J'ai aussi exercé des fonctions administratives, puisque, en 1983, j'ai été chargée du bureau de la participation communautaire à la direction de l'administration pénitentiaire. Il s'agissait de mettre en place une mesure que le Parlement avait votée à l'unanimité – les travaux d'intérêt général – et d'ouvrir les établissements pénitentiaires aux associations et aux services publics extérieurs, en vue de préparer la réinsertion des détenus.

Plus brièvement, j'ai exercé, en 1987, les fonctions de conseiller technique à la délégation interministérielle à la sécurité routière. Je me suis alors confrontée aux difficultés du travail interministériel, qui oblige à mettre en oeuvre une politique publique en conciliant des logiques contradictoires. En tant que présidente de la MILDT, j'ai essayé de mener une politique publique en m'appuyant sur la prévention, l'insertion, la politique pénale et la politique de soins. Dans ce cadre, j'ai souligné l'insuffisance, dans notre pays, de la politique menée pour prévenir la consommation excessive d'alcool.

En 1991, j'ai été chargée par les ministres de la Justice et de la Recherche d'une mission de réorganisation de la recherche. Dans ce cadre, j'ai travaillé à mettre en place le groupement d'intérêt public « Droit et justice », qui n'a été opérationnel qu'après mon départ. Quand j'ai présidé la commission interministérielle de lutte contre la drogue, je me suis à nouveau intéressée à la recherche en vue d'asseoir une politique sur des données validées scientifiquement.

Enfin, pendant six ans, j'ai présidé la Fédération nationale des associations d'accueil et de réinsertion sociale, qui regroupe 850 associations gérant des centres d'hébergement, des centres d'accueil pour demandeurs d'asile et des structures d'insertion par l'activité économique. Dans ce cadre, je me suis intéressée à l'accessibilité des droits. On sait en effet qu'un grand nombre de personnes démunies, qui pourraient bénéficier du revenu de solidarité active (RSA), de la couverture maladie universelle (CMU) et du droit au logement, n'y recourent pas.

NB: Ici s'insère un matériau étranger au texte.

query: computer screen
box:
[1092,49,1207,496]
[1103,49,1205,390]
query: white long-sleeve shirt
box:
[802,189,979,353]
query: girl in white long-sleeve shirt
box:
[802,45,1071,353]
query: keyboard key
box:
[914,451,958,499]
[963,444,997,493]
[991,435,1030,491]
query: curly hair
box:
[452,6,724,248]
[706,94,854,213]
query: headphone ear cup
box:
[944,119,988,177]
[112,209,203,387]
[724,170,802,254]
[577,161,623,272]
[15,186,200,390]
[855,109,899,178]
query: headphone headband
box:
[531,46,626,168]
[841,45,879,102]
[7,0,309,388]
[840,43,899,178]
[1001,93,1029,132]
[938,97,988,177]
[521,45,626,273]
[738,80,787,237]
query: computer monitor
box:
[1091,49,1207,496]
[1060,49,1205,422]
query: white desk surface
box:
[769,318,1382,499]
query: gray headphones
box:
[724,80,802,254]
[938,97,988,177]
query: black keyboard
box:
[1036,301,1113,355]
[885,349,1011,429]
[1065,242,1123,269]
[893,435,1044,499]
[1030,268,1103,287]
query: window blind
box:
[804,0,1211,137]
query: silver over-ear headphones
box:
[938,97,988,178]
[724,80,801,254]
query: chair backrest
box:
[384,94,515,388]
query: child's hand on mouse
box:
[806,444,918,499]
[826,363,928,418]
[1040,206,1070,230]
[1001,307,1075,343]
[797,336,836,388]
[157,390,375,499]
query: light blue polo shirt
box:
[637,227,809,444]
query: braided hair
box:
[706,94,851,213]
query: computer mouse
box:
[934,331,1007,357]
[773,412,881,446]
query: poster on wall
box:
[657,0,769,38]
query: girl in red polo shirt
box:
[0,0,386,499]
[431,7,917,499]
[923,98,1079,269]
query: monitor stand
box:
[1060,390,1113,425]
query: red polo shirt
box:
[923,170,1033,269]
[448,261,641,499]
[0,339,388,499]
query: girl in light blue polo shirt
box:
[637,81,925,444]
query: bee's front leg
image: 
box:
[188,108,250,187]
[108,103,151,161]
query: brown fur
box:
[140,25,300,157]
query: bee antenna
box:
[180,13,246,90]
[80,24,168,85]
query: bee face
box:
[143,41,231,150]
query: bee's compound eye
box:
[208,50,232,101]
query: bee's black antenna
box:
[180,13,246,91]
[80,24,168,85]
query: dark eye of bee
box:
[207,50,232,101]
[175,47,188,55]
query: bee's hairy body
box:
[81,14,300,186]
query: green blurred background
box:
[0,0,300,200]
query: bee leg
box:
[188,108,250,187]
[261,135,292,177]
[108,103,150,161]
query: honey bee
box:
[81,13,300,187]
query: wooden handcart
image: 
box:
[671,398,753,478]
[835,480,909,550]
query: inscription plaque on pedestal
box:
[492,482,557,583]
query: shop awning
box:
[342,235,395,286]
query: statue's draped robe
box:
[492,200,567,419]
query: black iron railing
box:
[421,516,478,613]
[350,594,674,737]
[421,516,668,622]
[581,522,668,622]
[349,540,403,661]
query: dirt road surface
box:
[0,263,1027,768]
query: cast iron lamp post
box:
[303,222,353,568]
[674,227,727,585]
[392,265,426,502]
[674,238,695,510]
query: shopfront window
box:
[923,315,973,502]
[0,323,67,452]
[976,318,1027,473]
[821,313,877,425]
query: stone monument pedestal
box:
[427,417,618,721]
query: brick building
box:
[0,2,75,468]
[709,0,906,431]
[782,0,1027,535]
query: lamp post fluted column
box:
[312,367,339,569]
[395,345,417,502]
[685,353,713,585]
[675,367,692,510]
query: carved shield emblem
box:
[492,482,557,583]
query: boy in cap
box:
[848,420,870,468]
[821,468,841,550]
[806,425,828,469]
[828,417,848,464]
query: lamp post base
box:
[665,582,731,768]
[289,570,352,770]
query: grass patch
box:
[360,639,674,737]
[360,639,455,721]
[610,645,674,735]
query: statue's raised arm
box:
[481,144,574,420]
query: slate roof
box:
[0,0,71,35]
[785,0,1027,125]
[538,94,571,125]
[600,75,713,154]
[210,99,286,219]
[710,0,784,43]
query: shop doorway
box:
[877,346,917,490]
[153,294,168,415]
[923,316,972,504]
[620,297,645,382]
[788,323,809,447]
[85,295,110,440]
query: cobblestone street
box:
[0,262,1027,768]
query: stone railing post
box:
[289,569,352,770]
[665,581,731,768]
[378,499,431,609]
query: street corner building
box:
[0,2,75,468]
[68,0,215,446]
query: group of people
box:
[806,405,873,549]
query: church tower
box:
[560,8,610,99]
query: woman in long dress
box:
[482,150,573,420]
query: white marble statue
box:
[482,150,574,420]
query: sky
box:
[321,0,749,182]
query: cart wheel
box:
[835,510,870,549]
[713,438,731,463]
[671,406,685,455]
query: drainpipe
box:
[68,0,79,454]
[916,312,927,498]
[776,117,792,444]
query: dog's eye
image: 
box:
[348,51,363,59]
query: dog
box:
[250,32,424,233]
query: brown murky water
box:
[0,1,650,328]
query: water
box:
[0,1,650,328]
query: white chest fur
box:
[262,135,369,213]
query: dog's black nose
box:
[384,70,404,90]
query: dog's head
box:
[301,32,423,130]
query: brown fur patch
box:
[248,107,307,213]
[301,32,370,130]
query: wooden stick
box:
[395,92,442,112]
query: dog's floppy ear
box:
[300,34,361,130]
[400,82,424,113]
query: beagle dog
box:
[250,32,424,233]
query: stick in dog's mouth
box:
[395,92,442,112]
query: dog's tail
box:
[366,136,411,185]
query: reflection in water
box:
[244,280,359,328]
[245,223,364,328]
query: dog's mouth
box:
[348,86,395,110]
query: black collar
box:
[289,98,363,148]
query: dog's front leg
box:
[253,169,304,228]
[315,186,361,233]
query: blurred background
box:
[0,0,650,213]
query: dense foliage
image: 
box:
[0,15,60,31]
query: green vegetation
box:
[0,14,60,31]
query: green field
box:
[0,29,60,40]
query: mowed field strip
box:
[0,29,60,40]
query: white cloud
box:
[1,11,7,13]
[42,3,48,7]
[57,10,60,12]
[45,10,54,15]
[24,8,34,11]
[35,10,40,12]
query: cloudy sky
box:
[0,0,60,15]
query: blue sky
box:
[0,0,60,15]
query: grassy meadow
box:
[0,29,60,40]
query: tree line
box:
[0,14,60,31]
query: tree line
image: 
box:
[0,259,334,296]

Compte tenu de mon parcours, je ne revendique pas encore de compétences avérées en droit constitutionnel. C'est en tant que magistrate de terrain, qui a vu beaucoup de justiciables et mesuré leur difficulté pour comprendre certaines décisions, notamment celles de la Cour de cassation, que j'aborde les fonctions de membre du Conseil constitutionnel.

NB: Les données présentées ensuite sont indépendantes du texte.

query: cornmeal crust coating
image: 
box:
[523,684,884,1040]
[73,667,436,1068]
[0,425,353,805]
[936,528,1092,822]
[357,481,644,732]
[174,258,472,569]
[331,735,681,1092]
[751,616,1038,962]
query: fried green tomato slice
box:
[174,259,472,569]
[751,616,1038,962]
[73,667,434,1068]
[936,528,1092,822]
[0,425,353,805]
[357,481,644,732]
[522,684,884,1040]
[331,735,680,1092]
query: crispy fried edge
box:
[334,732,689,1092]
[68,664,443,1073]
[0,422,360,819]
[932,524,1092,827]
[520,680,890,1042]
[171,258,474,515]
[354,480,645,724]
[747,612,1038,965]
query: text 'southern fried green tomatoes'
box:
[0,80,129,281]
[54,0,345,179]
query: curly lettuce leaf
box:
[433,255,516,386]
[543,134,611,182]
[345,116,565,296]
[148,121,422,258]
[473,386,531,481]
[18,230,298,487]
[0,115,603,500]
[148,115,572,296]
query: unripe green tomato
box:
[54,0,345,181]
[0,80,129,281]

Je n'ai pas non plus de compétences particulières en matière de finances publiques, mais je sais que le Conseil sera conduit à prendre de plus en plus de responsabilités à cet égard. Il est probable qu'il procédera à des auditions. De même que, dans le domaine social, il a pris l'initiative d'entendre des organisations syndicales, il veillera sans doute à ce que ses décisions en matière de finances soient étroitement en phase avec la réalité économique.

Étant magistrate de l'ordre judiciaire, j'ai une longue pratique de l'impartialité qui doit présider à toutes les décisions. Les incompatibilités devant être entendues au sens le plus large, j'entends me défaire, en cas de nomination, de toutes les responsabilités que j'exerce aujourd'hui, même de celles qui, au vu des textes, peuvent ne pas sembler incompatibles avec les fonctions de membre du Conseil.

Je me réjouis du développement des QPC, auxquelles je me suis personnellement intéressée pour en avoir transmis à la Cour de cassation, quand j'étais à la cour d'appel de Paris. Cette procédure rapproche le Conseil des justiciables. En développant un contrôle des textes a posteriori, elle l'invite à réfléchir non seulement à la lettre de la loi mais à son application, c'est-à-dire au droit vivant. Elle permet aux juges de l'ordre judiciaire de renforcer leurs compétences en matière constitutionnelle. Ils connaissaient déjà les principes fondamentaux garantis par la Constitution et la Convention européenne des droits de l'homme. La nouvelle procédure les invite à interpréter constamment la loi dans le respect des principes garantis par la Constitution. Elle change enfin le rôle et la nature du Conseil : elle le rapproche des autres cours constitutionnelles européennes, puisqu'elle lui confère une grande partie de leurs compétences.